En connaisseur de la réalité politique ivoirienne, Gbagbo a compris qu’il lui fallait satisfaire la soif et la faim de pouvoir de ses compagnons de route, et surtout des gradés des forces de défense et de sécurité ivoiriennes. Dans ce dessein, sur leurs conseils et avec leur soutien, il se trouve alors en position de se maintenir par la force au pouvoir. A vrai dire il a su se servir de leurs avidités matérielles. Cela ne fait que renforcer la volonté et la détermination du couple Gbagbo que beaucoup de ces caciques n’osent plus contrarier. Son terrible bras de fer avec la France, qu’il sait déjà perdu, continue toujours sous la pression de ses partisans, comme un trouble obsessionnel compulsif. Il lui faut donc à nouveau manœuvrer pour continuer à se sentir exister politiquement et pour être reconnu comme « celui qui a résisté seul contre toute la communauté internationale ». Il lui faut également donner le sentiment qu’il se bat pour protéger et pérenniser les avantages de ses proches, qui ne semblent pas être prêts à renoncer au goût du pouvoir, afin de continuer à avoir leurs soutiens. Pour couronner le tout, il ne faut pas sous estimer le poids de ses conseillers religieux, proches des pentecôtistes américains, qui mettent l’ancien opposant dans une situation inextricable. On sait par exemple que les Pentecôtistes américains exercent sur l’entourage de son épouse, « la dame de Sang », une forte influence spirituelle. Ces acteurs religieux, qui ont eux aussi compris l’intérêt qu’ils avaient à faire croire au Boulanger qu’il avait une « mission divine », pensent aussi à leurs propres avantages et business. De ce fait, il est pris en otage entre les conséquences de ses propres manœuvres politiques pour satisfaire sa concupiscence pathologique du pouvoir et la pression de ses proches. A cela, il faut ajouter le sentiment de revanche sur les brimades et autres massacres vécus par les Bété dans les années 70, qui est encore profondément ancré dans leur inconscient collectif. En jouant sur cette fibre sensible et ethnique, L. Gbagbo se positionne comme le successeur légitime de Kramgbé Gnagbé. Il voit là une véritable opportunité d’inscrire son nom dans l’histoire du peuple Bété, ainsi que de celle de la Côte d’Ivoire. Il poursuit ainsi le combat mené par ses prédécesseurs contre les « colons français », puis contre le Vieux.
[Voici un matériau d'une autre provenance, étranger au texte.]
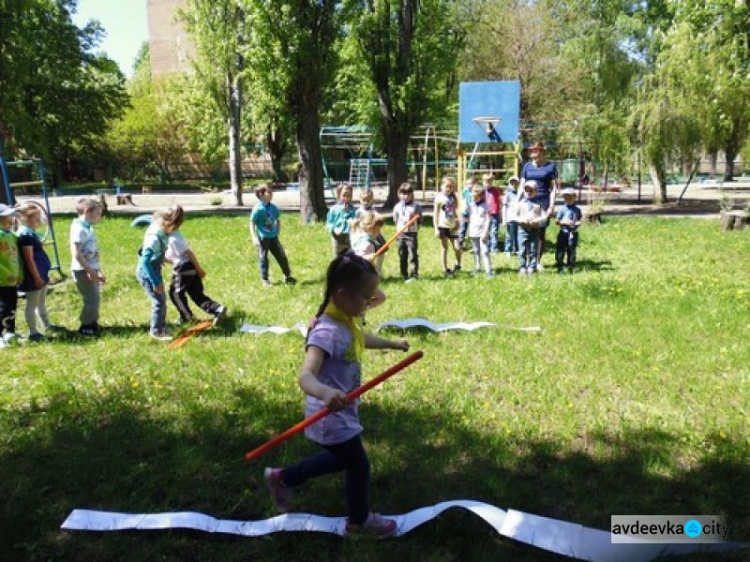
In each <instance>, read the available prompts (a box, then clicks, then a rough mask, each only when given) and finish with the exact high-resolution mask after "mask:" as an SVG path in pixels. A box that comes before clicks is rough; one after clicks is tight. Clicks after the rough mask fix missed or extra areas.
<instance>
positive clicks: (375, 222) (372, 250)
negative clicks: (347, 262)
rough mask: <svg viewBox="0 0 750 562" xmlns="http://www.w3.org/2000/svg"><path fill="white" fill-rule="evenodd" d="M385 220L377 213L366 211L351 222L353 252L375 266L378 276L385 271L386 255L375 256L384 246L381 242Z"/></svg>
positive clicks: (359, 215) (358, 214)
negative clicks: (384, 265)
mask: <svg viewBox="0 0 750 562" xmlns="http://www.w3.org/2000/svg"><path fill="white" fill-rule="evenodd" d="M383 223H384V219H383V217H382V215H381V214H380V213H378V212H377V211H364V212H362V213H359V214H358V215H357V218H356V219H354V220H352V221H351V232H352V250H354V253H355V254H357V255H358V256H360V257H363V258H365V259H366V260H367V261H369V262H370V263H372V264H373V265H375V269H377V270H378V275H380V274H381V272H382V271H383V258H384V257H385V254H384V253H383V254H380V255H379V256H376V255H375V254H376V253H377V252H378V250H380V248H381V247H382V246H383V243H384V242H381V241H380V240H381V239H382V234H381V231H382V229H383Z"/></svg>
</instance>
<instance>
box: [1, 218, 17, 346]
mask: <svg viewBox="0 0 750 562" xmlns="http://www.w3.org/2000/svg"><path fill="white" fill-rule="evenodd" d="M15 216H16V210H15V209H14V208H13V207H8V206H7V205H3V204H2V203H0V335H2V337H0V347H5V346H6V344H9V343H17V342H18V336H17V335H16V308H17V307H18V291H17V290H16V286H17V285H18V284H19V283H20V282H21V281H22V280H23V277H22V275H23V271H22V270H21V262H20V260H19V254H18V238H17V237H16V235H15V233H14V232H13V220H14V219H15Z"/></svg>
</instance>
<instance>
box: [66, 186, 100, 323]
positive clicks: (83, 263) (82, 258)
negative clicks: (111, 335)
mask: <svg viewBox="0 0 750 562" xmlns="http://www.w3.org/2000/svg"><path fill="white" fill-rule="evenodd" d="M102 210H103V209H102V204H101V202H100V201H99V200H98V199H96V198H95V197H81V198H80V199H79V200H78V201H76V213H78V218H76V219H73V222H72V223H70V270H71V272H72V273H73V278H74V279H75V280H76V288H77V289H78V292H79V293H80V294H81V298H82V299H83V308H82V309H81V315H80V320H81V327H80V328H78V333H79V334H80V335H82V336H86V337H96V336H98V335H99V334H100V333H101V326H99V309H100V307H101V287H100V286H101V285H102V284H103V283H104V282H105V281H106V277H105V276H104V273H102V270H101V266H100V263H99V243H98V241H97V239H96V232H94V225H96V224H99V221H101V220H102Z"/></svg>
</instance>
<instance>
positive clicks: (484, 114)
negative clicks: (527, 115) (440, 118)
mask: <svg viewBox="0 0 750 562" xmlns="http://www.w3.org/2000/svg"><path fill="white" fill-rule="evenodd" d="M458 106H459V109H458V140H459V142H461V143H476V142H497V136H496V135H492V138H491V137H490V136H488V132H487V124H486V123H482V124H481V125H482V126H480V125H478V124H477V123H475V122H474V119H476V118H481V117H500V118H501V119H500V122H499V123H498V124H497V130H496V133H497V135H499V137H500V139H501V140H502V142H516V140H517V139H518V129H519V120H520V114H521V82H520V81H518V80H502V81H498V82H461V84H460V85H459V89H458Z"/></svg>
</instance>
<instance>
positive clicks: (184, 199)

Aujourd’hui, face aux dilemmes qui s’imposent à lui à travers les différentes pressions et résolutions prises à son encontre, L. Gbagbo vacille, doute et semble résister par principe sans vraiment y croire. A-t-il vraiment le choix maintenant ? Peut il se contredire publiquement au risque de décevoir sa base et briser le mythe qu’il s’est forgé, après être allé si loin dans sa folie de « libérateur du peuple africain » ? La menace d’une plainte auprès du TPI ainsi que de nombreuses enquêtes et résolutions des droits de l’Homme le confrontent à des choix lourds de conséquences. Il le sait, il joue une partie décisive et serrée de son avenir politique, de son positionnement dans l’histoire, et peut être même de l’avenir de toute une nation. S’il désire finir en martyr pour rentrer dans l’histoire comme « celui qui a résisté contre toute la communauté internationale et notamment face à la France pour libérer l’Afrique », a-t-il conscience qu’il prend toute une nation en otage pour satisfaire cette folie mégalomaniaque ? Peut-être qu’il est tout simplement devenu fou.